Stress–Strain State of Coiled Steel

Abstract

In a new mathematical model of the stress–strain state of steel strip in the course of cooling, the nonplanarity, surface roughness, and transverse thickness variation (convexity of the cross section) are taken into account. The stress–strain state of a coil of thin steel sheet has a significant influence on factors such as the temperature distribution in the coil; the scale formation on cooling in the course of hot rolling; the adhesion of adjacent turns in the annealing of cold-rolled strip; and the shape of the coil itself. The mathematical model is based on representation of the coil as individual nested hollow cylinders of finite length. The cylinders are divided into sections over the width. The sum of solutions of the Lame equation for individual sections is shown to converge to the solution for the cylinder as a whole. The model permits calculation of the coil’s stress–strain state, taking account of gap formation between adjacent turns as a result of the transverse variation in strip thickness.

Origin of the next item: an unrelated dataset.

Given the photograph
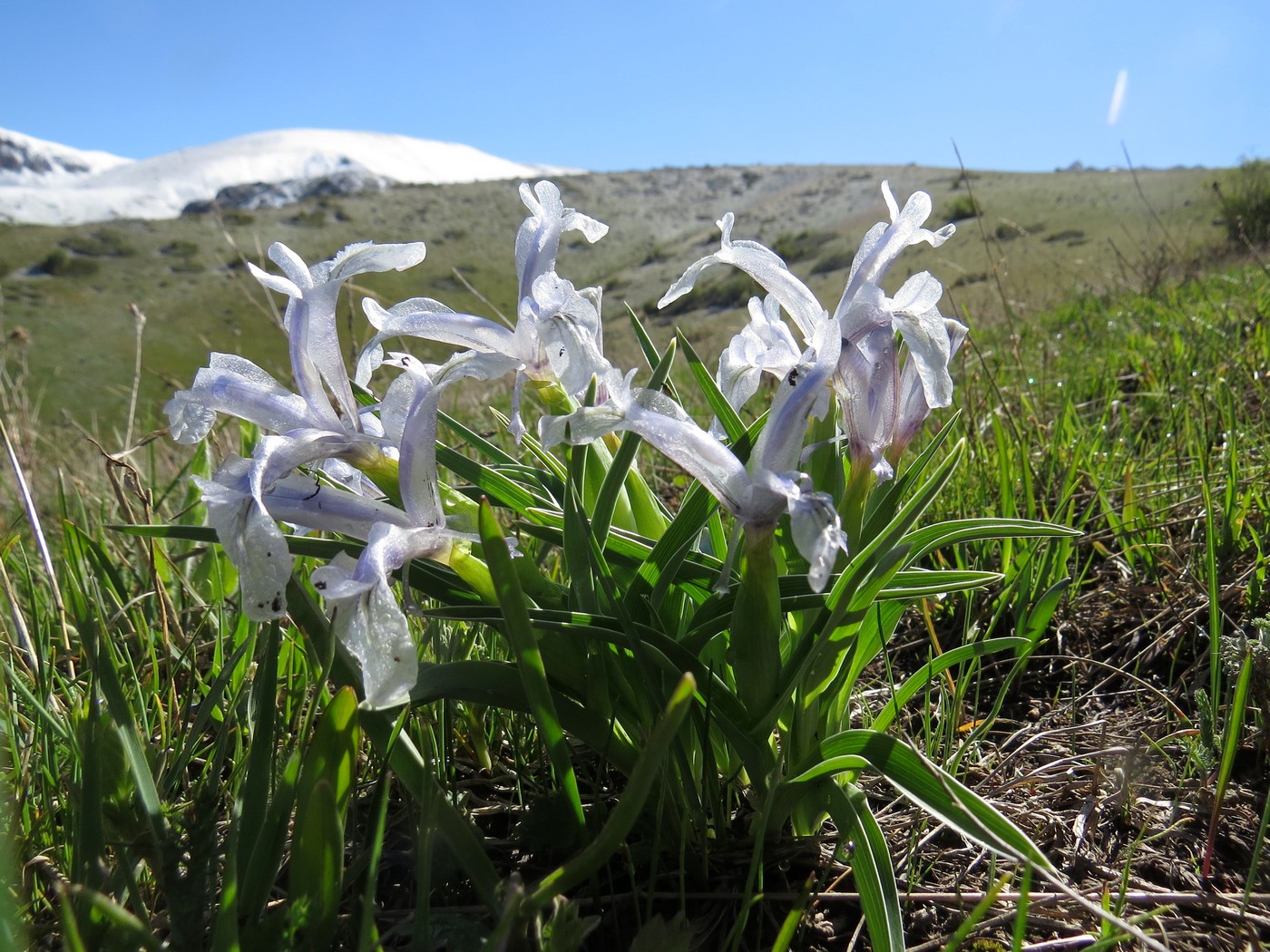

The modeling results show how the radial and tangential stress formed in strip winding is distributed within the coil. The model permits calculation of the stress–strain state of the coil in the winding of even strip; in the winding of convex even strip with no tension; in the loose winding of convex even strip with tension less than that in tight winding; in tight winding of even convex strip with the correct tension; and in the winding of convex uneven strip without tension. The decrease in distance between contacting rough surfaces is calculated on the basis of a probabilistic approach. An algorithm is presented for calculation of the coil’s stress–strain state. The result obtained for the stress distribution in the coil is typical for the winding of steel strip. The model is verified for the winding of hot-rolled strip, in terms of the size of the region with tight contact of adjacent turns. The tightness of contact is assessed on the basis of the temper color on the edges of the hot-rolled strip. The discrepancy between the calculated and measured size of the region with tight contact is 3%.